I served on jury duty this week for three days, the first simply sitting in the jury pool, reading, checking email, jockeying for power outlets; the second and third actually participating in the jury selection process for an alleged criminal arms possession case. The latter part was pretty fascinating, but since you can't exactly live blog such a procedure, what follows is a selection of highlights from all three days.

Day One
  • Guy sitting next me is trying to access wireless Internet when his Mac laptop crashes and he screams like a little girl. His way of getting out of jury duty?
  • General activity first two days: watching 60+ year old men (potential jurors) flirting with girls a few years my junior, taking them to lunch, and so on.
Day Two
  • Guy sitting near me has 20+ minute animated conversation about politics and basketball with himself. His way of getting out of jury duty?
  • The court officer who escorts us to the courtroom looks exactly like Chris Elliott with long hair in the back. No, I mean, exactly. Of course, this means I cannot stop looking at him.

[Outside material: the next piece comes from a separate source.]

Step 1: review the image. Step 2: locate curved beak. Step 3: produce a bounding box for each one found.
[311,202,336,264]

  • In jury selection now and one woman confesses that just looking at the defendant, she believes he (a young Hispanic gentleman) must be guilty. She admits she would vote with her "gut" and could not make a judgment simply upon the evidence or the lack thereof. Her way of getting out of jury duty?
  • One guy in the front row is playing with his belt, opening it, closing it, bending his head way down to examine it, much to the alarm of the court officers. His way of getting out of jury duty?
Day Three
  • Sixty-something year old man confesses he believes in profiling and might not be able to separate this belief - and what he knows about statistically valid stereotypes - from the need to judge someone fairly. He is congratulated by the defending attorney for his honesty.
  • Others similarly express support for the Police and their tendency to give men in uniform the benefit of the doubt where their veracity is concerned over other human folks. (Near as I can tell, all of these people were dismissed as jurors without exclusion.)
  • Many - upwards of half even - of the potential jurors were not born in the United States. Several could not speak English. One had lived here since 1964 and couldn't speak English. 5 years longer than I've been alive.
  • A white woman sitting near me tutted quite audibly at these non-English speakers. Afterwards, she approached the sixty-something gent above (the profiling fan) and told him she would've said the same thing. Nice to see people so self-congratulatory in their bigotry.
Overall, it was a fascinating process and I was glad to serve. If not for a mountain of work awaiting me at my desk, I'd love to have been selected and to have heard the entire case. I barely missed the questioning process though, as I came back for a third days, as they were down one juror after two round of questioning on my day two. Interestingly enough, most people get dismissed for one reason or another. Of course, when some folks say something, it's pretty fascinating to watch the attorneys begin scribbling away in earnest, and you just know that person isn't going to make the cut. I have to say that people I saw who did seemed to be the most impartial - insofar as you can tell, given so little questioning and follow up.

Almost makes me wish I'd studied law.